Nov 21

Sono passato da qui a qui.

È stata una decisione sofferta e semplice nello stesso tempo.

Sofferta, perché i Ciliegi sono stati la mia “casa del golf” per dieci anni, il luogo dove ho preso per la prima volta in mano un bastone, dove ho preso l’handicap, dove ho fatto la prima gara, il primo par, il primo birdie, il primo eagle e così via. Il luogo in cui conosco tutti e tutti mi conoscono, dunque il luogo “naturale” del golf per me. Ma nello stesso tempo un circolo “non competitivo”, e se è vero come dice Giulio Cesare che è meglio essere primo in Gallia che secondo a Roma, è altrettanto vero che per chi vuole andare oltre (e qui alzo la mano) occorrono strumenti e contesti adatti.

E per questo motivo la scelta è stata semplice: la Margherita è a venti minuti da casa (venticinque come assoluto massimo), è un ambiente ipercompetitivo, dove io col mio handicap relativamente basso non sono nemmeno nei primi dieci. (Ma la prima sfida è entrarci entro sei mesi!) Dunque è l’ambiente ideale per me per crescere golfisticamente, andare ancora un po’ più in là.

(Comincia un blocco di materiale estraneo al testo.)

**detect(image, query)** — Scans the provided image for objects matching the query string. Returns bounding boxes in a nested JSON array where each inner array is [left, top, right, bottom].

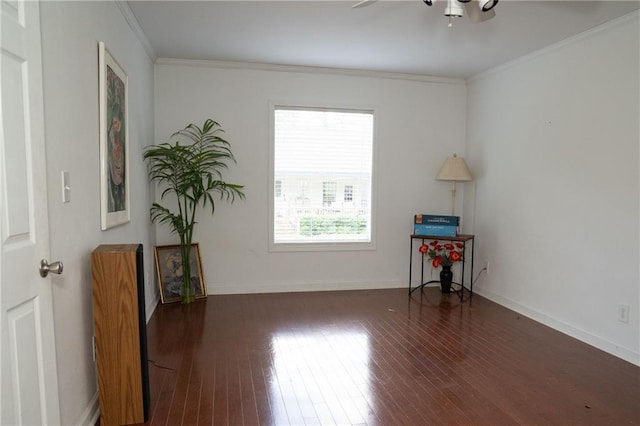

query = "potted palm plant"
[[144, 119, 245, 303]]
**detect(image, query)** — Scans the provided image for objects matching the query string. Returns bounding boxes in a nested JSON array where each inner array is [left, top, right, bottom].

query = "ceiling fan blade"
[[351, 0, 378, 9], [463, 0, 496, 22]]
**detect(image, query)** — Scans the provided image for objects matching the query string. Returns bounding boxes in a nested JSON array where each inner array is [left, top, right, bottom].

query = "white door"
[[0, 0, 60, 425]]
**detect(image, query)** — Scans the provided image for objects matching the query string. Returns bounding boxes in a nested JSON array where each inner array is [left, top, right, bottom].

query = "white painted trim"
[[467, 10, 640, 83], [207, 281, 408, 296], [74, 390, 100, 426], [113, 0, 157, 62], [155, 58, 465, 85], [474, 288, 640, 366]]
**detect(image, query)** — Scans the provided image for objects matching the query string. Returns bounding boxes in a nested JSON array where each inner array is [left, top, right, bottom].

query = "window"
[[272, 106, 373, 247], [344, 185, 353, 203], [322, 182, 338, 207], [273, 180, 282, 198]]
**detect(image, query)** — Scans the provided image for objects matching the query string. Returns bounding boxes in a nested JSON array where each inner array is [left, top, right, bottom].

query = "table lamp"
[[436, 154, 473, 216]]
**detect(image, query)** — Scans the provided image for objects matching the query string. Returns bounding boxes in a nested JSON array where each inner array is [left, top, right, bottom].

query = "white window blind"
[[272, 106, 373, 244]]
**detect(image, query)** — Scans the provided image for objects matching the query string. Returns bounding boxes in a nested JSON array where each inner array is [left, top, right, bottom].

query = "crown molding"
[[467, 10, 640, 83], [113, 0, 157, 62], [155, 58, 465, 85]]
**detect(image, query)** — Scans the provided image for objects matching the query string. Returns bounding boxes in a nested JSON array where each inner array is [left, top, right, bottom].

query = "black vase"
[[440, 265, 453, 293]]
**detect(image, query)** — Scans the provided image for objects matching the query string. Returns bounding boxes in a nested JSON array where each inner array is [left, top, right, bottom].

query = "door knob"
[[40, 259, 64, 278]]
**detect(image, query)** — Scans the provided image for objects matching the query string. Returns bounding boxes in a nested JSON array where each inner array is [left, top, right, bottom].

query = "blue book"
[[413, 214, 460, 226], [413, 224, 458, 237]]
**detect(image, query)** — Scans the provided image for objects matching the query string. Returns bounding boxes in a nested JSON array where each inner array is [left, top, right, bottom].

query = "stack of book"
[[413, 214, 460, 237]]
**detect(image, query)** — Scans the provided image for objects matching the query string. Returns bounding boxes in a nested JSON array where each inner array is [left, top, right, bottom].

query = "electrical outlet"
[[618, 304, 629, 324]]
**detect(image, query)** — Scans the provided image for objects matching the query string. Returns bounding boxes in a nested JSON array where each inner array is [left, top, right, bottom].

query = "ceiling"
[[128, 0, 640, 78]]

E ha il vantaggio laterale, casuale ma per me fondamentale di contenere in sé la possibilità di praticare presso il Golf Club Chieri, luogo dove io potrei andare a piedi. Quindi unisce la pratica quotidiana al campo da campionato, oltre a un buon numero di golfisti nella mia fascia di età e di handicap.

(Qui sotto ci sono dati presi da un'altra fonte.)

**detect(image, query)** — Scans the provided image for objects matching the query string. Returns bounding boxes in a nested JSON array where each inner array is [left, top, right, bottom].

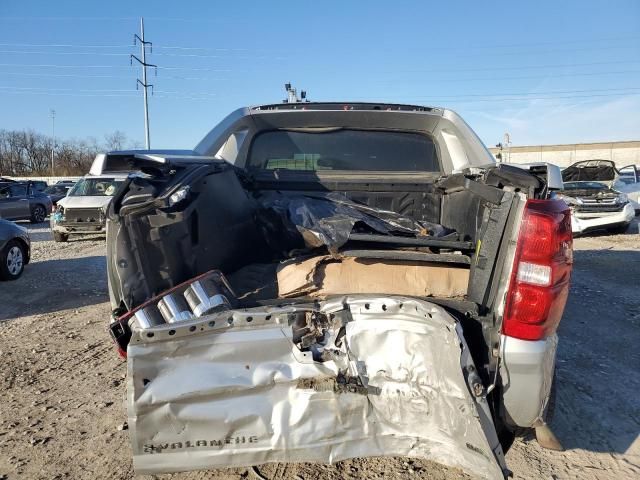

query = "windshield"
[[248, 129, 440, 172], [68, 178, 124, 197], [564, 182, 609, 190], [44, 185, 71, 195]]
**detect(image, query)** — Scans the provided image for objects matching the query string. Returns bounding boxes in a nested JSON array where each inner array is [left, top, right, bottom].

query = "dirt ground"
[[0, 223, 640, 480]]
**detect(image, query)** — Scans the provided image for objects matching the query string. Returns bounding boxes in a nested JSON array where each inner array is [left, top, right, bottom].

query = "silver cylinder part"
[[135, 305, 165, 329], [158, 293, 193, 323], [184, 279, 231, 317]]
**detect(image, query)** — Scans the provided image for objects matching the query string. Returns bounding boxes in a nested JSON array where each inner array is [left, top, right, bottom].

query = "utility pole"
[[129, 17, 158, 150], [49, 108, 56, 177], [504, 132, 511, 163]]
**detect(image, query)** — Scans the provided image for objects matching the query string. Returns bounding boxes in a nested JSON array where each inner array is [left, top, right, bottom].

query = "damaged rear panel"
[[127, 296, 505, 479]]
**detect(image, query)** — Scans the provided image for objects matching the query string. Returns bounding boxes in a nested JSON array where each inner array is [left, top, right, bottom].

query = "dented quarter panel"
[[127, 295, 505, 478]]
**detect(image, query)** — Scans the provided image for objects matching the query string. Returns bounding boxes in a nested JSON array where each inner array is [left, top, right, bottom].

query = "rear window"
[[247, 130, 440, 172]]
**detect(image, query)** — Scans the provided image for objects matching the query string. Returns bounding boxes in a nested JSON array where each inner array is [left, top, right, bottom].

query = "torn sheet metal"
[[277, 255, 469, 298], [127, 296, 505, 479], [260, 192, 451, 252]]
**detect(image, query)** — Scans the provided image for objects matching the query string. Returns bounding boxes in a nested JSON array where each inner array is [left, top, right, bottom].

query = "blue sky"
[[0, 0, 640, 148]]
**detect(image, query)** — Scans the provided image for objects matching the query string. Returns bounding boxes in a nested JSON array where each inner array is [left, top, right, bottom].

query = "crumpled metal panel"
[[127, 296, 504, 479]]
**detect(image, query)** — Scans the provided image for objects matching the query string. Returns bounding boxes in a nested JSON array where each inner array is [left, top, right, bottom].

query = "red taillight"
[[502, 199, 573, 340]]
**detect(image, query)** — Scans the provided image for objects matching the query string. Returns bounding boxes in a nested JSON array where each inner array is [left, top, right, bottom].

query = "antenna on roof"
[[282, 82, 309, 103]]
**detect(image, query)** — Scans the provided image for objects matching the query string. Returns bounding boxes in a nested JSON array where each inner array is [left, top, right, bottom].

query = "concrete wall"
[[5, 176, 82, 185], [489, 141, 640, 167]]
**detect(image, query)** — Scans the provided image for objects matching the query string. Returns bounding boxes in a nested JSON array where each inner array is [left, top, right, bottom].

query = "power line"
[[0, 60, 640, 75], [0, 68, 640, 83], [0, 34, 640, 51], [0, 86, 640, 101]]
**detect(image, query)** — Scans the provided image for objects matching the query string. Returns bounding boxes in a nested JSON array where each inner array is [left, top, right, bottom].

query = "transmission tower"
[[129, 18, 158, 150]]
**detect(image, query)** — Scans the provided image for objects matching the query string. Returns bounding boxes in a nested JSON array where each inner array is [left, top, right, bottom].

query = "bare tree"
[[0, 130, 132, 176]]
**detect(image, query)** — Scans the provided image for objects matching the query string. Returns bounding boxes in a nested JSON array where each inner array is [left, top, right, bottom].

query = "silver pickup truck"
[[100, 103, 572, 478]]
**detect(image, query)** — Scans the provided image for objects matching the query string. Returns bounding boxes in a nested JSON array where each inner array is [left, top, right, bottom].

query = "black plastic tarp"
[[258, 192, 451, 252]]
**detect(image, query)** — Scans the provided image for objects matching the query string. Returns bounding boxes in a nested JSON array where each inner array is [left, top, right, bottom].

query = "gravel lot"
[[0, 223, 640, 480]]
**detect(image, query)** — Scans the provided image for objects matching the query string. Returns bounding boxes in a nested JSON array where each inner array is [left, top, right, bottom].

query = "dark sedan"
[[0, 218, 31, 280], [0, 182, 52, 223]]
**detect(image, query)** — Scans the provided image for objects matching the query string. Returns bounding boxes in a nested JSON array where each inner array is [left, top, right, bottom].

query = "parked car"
[[44, 183, 74, 209], [561, 160, 640, 233], [104, 103, 572, 478], [51, 173, 127, 242], [0, 218, 31, 280], [0, 182, 52, 223]]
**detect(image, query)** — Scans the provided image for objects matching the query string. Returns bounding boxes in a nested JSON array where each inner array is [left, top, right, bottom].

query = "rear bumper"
[[500, 335, 558, 427], [571, 203, 636, 233]]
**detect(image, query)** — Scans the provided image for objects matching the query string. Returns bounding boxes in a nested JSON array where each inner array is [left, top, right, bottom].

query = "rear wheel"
[[31, 205, 47, 223], [0, 240, 27, 280], [53, 232, 69, 242]]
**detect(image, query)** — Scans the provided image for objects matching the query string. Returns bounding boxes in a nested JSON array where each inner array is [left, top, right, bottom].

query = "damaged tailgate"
[[127, 295, 507, 479]]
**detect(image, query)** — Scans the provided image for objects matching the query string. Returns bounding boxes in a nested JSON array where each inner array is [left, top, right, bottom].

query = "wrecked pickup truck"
[[102, 103, 572, 478]]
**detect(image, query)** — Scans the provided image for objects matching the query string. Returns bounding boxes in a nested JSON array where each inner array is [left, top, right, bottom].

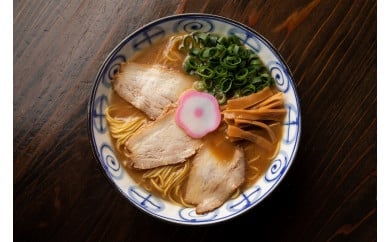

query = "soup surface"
[[106, 33, 283, 212]]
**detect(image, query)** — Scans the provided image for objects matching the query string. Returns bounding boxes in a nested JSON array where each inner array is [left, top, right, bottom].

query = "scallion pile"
[[179, 32, 274, 104]]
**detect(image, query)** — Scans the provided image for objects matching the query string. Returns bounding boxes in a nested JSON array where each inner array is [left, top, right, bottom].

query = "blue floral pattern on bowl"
[[88, 14, 301, 225]]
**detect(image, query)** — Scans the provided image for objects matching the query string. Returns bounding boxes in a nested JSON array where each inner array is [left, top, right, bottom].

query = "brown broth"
[[110, 36, 283, 203]]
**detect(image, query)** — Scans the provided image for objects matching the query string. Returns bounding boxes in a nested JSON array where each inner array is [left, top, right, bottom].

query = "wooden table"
[[13, 0, 377, 241]]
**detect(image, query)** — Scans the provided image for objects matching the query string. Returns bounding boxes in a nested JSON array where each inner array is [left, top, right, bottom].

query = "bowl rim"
[[87, 13, 302, 226]]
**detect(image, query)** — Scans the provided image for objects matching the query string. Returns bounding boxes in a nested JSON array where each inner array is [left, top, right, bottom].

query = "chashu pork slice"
[[184, 146, 245, 214], [126, 108, 201, 169], [113, 62, 193, 120]]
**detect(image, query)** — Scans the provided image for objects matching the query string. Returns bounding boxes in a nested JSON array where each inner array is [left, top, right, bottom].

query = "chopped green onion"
[[178, 32, 274, 104]]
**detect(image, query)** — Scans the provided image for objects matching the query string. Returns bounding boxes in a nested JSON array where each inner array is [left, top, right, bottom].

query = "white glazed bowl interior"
[[88, 14, 301, 225]]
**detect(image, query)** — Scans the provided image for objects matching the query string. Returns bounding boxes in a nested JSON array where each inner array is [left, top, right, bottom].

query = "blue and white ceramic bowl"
[[88, 14, 301, 225]]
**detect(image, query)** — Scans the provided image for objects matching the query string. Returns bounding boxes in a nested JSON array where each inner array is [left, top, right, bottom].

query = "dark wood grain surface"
[[13, 0, 377, 241]]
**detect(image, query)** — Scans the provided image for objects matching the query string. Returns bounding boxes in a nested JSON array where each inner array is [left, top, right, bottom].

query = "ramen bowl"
[[88, 14, 301, 225]]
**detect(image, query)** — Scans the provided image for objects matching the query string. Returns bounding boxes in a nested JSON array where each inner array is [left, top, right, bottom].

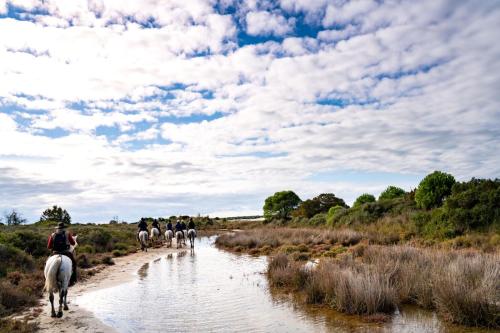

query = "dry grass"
[[0, 319, 38, 333], [216, 227, 363, 255], [268, 244, 500, 328]]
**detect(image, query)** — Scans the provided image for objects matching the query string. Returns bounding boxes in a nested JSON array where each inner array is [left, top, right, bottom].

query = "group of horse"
[[139, 227, 196, 252], [44, 228, 196, 318]]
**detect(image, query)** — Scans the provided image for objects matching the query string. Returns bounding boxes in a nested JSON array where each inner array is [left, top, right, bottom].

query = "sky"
[[0, 0, 500, 222]]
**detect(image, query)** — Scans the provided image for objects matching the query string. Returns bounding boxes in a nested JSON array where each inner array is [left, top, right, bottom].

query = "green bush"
[[444, 178, 500, 232], [352, 193, 375, 207], [0, 243, 35, 277], [378, 186, 406, 200], [263, 191, 301, 220], [415, 171, 455, 209], [5, 230, 50, 257], [309, 213, 326, 226], [85, 229, 113, 252]]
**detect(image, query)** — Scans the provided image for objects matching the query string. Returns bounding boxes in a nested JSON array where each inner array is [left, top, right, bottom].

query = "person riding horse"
[[188, 217, 196, 230], [175, 221, 184, 235], [151, 219, 161, 235], [47, 222, 77, 286], [167, 221, 174, 234], [137, 219, 148, 242]]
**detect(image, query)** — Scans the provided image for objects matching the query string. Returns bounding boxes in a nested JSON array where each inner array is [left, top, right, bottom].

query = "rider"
[[151, 219, 161, 236], [167, 220, 174, 234], [47, 222, 76, 286], [188, 217, 196, 229], [137, 218, 148, 242], [175, 220, 184, 236]]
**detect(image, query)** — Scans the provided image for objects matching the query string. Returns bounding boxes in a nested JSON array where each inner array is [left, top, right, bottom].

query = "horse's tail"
[[43, 255, 62, 292]]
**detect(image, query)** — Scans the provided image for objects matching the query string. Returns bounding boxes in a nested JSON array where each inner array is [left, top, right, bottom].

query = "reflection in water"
[[137, 262, 149, 280], [76, 237, 492, 333]]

Ho fatto un salto, insomma. Anni fa per una stagione lasciai per insoddisfazione il mio circolo, ma già a marzo ero pentito e vi feci con gran gioia ritorno l’anno dopo; questa volta è però diverso, nel senso che non mi sto allontanando da qualcosa, ma sto andando verso qualcosa. Del resto anche il golf ha ora confini molto più definiti per me; e vado lietamente a vedere dove questa nuova esperienza mi condurrà.